Gather on Haswell slowly. I implemented an 8-bit LUT index with 16-bit values ββ(to multiply GF16 by par. 2) in several ways to find out what is the fastest. On Haswell, the VPGATHERDD version took 1.7 times to the movd / pinsrw . (Only a couple of VPUNPCK / shift instructions were needed outside the collections.) The code is here if someone wants to run the test .
As usual, when the instruction is first introduced, they do not emit a huge amount of silicon to make it superfast. It's there to get HW support there, so you can write code to use it. To work perfectly on all processors, you need to do what x264 did for pshufb : have the SLOW_SHUFFLE flag for processors such as Core2, and take this into account in your search-pointer-setting of the search function that is most convenient for searching, and not just what the processor supports.

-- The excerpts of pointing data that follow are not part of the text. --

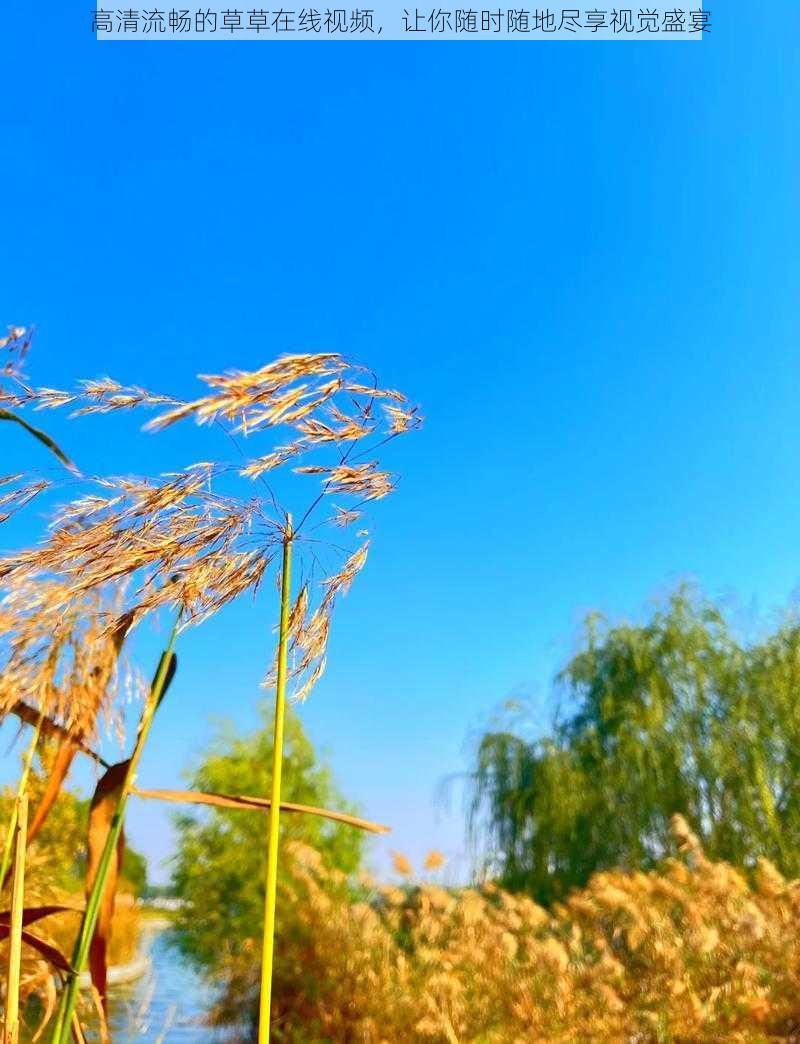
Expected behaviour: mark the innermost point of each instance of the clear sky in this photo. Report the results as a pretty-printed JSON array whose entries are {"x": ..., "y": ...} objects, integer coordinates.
[{"x": 581, "y": 259}]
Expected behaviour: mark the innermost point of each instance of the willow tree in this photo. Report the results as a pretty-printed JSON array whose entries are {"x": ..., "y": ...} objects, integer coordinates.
[{"x": 673, "y": 715}]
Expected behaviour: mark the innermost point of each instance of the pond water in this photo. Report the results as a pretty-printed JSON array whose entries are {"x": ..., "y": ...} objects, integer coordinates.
[{"x": 166, "y": 1004}]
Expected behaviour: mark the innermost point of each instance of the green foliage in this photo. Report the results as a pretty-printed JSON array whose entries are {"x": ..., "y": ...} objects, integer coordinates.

For less fanatical projects that asm versions are configured for each processor, they can run, and introducing a version without acceleration will cause people to use it earlier, so when the next design goes forward, its speed goes up . Releasing a design such as Haswell, where the slowdown is actually going, is a bit risky. Maybe they wanted to see how people would use it? This increases code density, which helps when the collection is not in a tight loop.
Broadwell should have a faster build, but I do not have access to it. The Intel manual, which states latency / bandwidth for instructions, says that Broadwell assembly is about 1.6 times faster, so it will be slightly slower than a manually created pen that shifts / decompresses indices in GP regs and uses them for PINSRW into vectors.
If gather can take advantage of cases where several elements have the same index or even an index pointing to the same 32B extraction unit, there may be some great acceleration depending on the input.
I hope Skylake improves even further. I thought that I would read something, saying that it would be, but during the check I did not find anything.
RE: sparse matrices: is there a format that duplicates data, so you can do continuous reads for rows or columns? This is not what I should have written for the code, but I think I saw this mentioned in some answers.